It’s one of the only things in our fractured political realm that virtually everyone agrees on. Our country is falling apart, literally. Our bridges are crumbling and in many cases are a menace to public safety. Our roads are dismal and pockmarked. Our electric grid is shoddy and out-of-date. Many of our airports are a global embarrassment that announce (almost sheepishly) “Welcome to Last Century’s Big Winner!” Amtrak derails almost monthly, even with members of Congress onboard. We’ve put off infrastructure spending for so long, through so many election cycles and congresses and presidents, that blame for this creaky mess can be evenly applied across the political spectrum. For elected officials, it’s just been easier to punt than invest.
So, what is the administration actually proposing? Let’s start by outlining the real need. We’ve dug ourselves, with our broken shovels, into a deep hole of deferred maintenance. The Society of Civil Engineers estimates that our infrastructure (the group gives it an annual grade—this year’s was a D+) requires trillions (with a t) of dollars in spending over the next 10 years. The Trump plan only provides a paltry $200 billion dollars spread out over 10 years (virtually all of it from budget cuts!) in direct federal spending, and relies instead on a number of very shaky arrangements. It’s a rickety and cynical plan every bit as mathematically dubious as the recent tax “reform” measure, and as subject to failure as the infrastructure that it’s supposed to repair.

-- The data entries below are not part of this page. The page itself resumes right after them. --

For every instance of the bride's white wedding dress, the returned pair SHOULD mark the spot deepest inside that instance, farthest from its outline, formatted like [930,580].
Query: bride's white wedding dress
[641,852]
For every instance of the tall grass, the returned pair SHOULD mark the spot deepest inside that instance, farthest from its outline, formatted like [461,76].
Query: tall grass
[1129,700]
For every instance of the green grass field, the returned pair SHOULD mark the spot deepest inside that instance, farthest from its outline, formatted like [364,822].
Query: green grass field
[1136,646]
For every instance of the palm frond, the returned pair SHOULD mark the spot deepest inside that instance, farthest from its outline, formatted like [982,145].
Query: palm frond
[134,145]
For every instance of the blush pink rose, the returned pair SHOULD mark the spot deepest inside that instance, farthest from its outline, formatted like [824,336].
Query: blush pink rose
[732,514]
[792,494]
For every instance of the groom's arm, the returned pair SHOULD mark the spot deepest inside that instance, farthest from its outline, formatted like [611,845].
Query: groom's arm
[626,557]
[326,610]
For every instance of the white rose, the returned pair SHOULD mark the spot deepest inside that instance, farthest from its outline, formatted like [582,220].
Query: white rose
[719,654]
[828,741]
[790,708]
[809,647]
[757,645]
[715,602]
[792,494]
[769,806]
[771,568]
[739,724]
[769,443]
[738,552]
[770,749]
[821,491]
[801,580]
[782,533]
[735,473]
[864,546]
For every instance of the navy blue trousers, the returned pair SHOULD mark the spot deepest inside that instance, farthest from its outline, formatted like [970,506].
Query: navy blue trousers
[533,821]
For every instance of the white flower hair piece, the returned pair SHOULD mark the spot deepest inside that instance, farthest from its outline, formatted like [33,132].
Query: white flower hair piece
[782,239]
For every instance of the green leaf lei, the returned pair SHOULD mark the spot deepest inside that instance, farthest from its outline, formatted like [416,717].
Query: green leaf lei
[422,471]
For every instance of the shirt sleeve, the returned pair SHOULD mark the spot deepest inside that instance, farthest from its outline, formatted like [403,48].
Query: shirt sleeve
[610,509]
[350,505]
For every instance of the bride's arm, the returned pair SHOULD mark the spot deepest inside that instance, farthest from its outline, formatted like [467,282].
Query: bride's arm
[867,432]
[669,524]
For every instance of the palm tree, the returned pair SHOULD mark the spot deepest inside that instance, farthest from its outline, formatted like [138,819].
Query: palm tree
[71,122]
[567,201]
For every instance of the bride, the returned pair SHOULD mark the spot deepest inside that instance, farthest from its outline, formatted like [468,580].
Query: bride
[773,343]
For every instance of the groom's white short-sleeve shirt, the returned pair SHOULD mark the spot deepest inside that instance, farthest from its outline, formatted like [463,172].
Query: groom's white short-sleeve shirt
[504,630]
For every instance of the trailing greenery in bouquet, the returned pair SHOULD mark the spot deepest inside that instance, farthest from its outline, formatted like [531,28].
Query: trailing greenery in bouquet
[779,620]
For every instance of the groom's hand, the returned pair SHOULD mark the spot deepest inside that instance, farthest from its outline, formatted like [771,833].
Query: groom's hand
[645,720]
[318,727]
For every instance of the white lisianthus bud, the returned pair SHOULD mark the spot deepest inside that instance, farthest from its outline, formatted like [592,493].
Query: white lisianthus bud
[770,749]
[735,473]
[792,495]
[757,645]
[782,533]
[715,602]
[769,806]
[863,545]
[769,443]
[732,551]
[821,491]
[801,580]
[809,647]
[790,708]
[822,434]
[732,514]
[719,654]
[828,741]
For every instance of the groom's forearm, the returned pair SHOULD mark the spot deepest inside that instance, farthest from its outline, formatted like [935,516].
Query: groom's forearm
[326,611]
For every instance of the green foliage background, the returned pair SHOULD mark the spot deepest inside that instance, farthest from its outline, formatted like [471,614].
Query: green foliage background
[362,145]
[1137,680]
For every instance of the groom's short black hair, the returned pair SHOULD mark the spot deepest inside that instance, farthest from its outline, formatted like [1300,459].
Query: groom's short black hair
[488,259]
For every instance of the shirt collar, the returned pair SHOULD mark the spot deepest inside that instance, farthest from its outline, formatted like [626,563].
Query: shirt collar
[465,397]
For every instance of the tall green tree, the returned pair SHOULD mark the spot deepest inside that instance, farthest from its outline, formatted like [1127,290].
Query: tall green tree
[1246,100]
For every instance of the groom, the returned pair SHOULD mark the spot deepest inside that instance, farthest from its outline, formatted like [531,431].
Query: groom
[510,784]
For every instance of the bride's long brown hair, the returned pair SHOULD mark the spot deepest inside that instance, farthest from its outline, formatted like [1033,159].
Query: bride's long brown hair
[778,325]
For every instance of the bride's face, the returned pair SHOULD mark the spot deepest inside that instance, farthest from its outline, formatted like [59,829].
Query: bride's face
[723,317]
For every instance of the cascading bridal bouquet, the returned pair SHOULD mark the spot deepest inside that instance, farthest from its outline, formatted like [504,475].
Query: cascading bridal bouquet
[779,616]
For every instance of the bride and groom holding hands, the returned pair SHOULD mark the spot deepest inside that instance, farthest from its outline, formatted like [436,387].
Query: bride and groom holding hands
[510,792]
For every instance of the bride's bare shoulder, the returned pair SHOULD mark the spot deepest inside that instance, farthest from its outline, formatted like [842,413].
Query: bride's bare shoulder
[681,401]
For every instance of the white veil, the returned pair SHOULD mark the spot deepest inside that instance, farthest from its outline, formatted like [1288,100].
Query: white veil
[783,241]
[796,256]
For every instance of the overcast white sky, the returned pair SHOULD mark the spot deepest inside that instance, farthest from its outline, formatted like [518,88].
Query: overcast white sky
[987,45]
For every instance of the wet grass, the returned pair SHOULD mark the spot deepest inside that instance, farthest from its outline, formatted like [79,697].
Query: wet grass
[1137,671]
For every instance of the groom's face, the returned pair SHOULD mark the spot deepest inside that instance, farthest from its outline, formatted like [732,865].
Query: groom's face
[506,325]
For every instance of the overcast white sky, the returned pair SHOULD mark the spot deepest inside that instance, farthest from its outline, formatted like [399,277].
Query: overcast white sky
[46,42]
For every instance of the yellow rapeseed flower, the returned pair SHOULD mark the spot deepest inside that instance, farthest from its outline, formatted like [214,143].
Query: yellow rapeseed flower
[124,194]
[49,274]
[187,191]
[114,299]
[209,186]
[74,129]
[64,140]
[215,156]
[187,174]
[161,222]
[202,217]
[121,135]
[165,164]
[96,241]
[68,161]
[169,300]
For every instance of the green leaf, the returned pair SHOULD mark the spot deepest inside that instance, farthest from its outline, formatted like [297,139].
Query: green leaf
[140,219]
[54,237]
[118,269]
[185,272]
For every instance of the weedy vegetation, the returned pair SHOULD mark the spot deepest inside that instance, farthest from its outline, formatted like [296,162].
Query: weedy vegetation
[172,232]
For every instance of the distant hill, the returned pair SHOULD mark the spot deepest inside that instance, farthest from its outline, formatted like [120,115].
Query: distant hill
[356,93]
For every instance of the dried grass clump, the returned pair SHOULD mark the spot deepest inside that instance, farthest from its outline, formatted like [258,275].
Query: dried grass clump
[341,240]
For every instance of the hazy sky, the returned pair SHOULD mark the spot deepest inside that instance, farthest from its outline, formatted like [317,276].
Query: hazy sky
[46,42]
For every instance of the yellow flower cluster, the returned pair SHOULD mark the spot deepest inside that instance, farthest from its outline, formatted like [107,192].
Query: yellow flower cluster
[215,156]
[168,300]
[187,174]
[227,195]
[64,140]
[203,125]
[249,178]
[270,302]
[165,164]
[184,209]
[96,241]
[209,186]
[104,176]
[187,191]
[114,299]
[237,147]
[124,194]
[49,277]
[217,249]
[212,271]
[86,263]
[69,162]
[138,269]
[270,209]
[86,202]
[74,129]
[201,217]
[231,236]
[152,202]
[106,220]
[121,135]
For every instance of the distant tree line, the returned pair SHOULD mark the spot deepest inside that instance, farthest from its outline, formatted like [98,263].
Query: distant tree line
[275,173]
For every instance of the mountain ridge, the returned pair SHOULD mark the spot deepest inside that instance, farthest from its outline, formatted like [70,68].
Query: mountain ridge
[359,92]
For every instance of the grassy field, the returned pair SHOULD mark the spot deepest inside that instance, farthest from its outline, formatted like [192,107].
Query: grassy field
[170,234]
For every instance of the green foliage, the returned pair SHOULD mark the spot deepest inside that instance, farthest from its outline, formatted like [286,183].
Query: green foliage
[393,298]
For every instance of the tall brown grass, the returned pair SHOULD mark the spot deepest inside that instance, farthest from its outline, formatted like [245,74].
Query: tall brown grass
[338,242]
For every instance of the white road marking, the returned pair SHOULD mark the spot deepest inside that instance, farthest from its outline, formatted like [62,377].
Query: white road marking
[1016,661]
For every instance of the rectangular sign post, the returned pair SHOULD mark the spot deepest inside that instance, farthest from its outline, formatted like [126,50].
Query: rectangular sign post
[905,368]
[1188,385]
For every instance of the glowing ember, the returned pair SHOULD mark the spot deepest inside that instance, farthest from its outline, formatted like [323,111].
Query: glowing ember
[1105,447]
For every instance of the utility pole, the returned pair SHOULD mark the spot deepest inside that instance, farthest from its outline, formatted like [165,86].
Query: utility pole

Sadly, the plan’s lack of ambition may not be the worst aspect about it. It totally upends the spending formulas for infrastructure projects, shifting most of the cost onto already cash-strapped states. Previously, projects could receive up to 80% of their funding from the federal government; for roads, the split was generally 50-50. The new formula forces states, many of them already teetering on the brink of insolvency, to come up with 80% of the cost. This is not an infrastructure plan, but a planned government retreat. It’s a vision for the privatization of public infrastructure, and if enacted would have disastrous consequences, especially for poor communities. For essential services like water and transportation, this would likely force states and municipalities into public-private partnerships. There’s a reason infrastructure has historically been considered a common good.
These “partnerships”—which Wall Street loves—have obvious pitfalls, as the people of Bayonne, New Jersey, will be the first to tell you. When that desperate town privatized its water system, the bills to customers spiked (remember: bond holders must be paid), which forced some residents out of their homes. What do you think for-profit water systems would do to your water bill? Or the tolls on your commute?
Fortunately, presidential budgets are largely an exercise in “vision.” (Man, it’s hard to type that sentence with a straight face!) As a result, Trump’s infrastructure plan is unlikely to become reality (which may be why its authors thought they could get away with incoherence). It’s not quite DOA, but it’s close. Still, inaction here isn’t exactly a win for us. It’s simply putting off the inevitable, sticking future generations with both the hard decisions and the even harder consequences. It’s business as usual, as they say in Washington.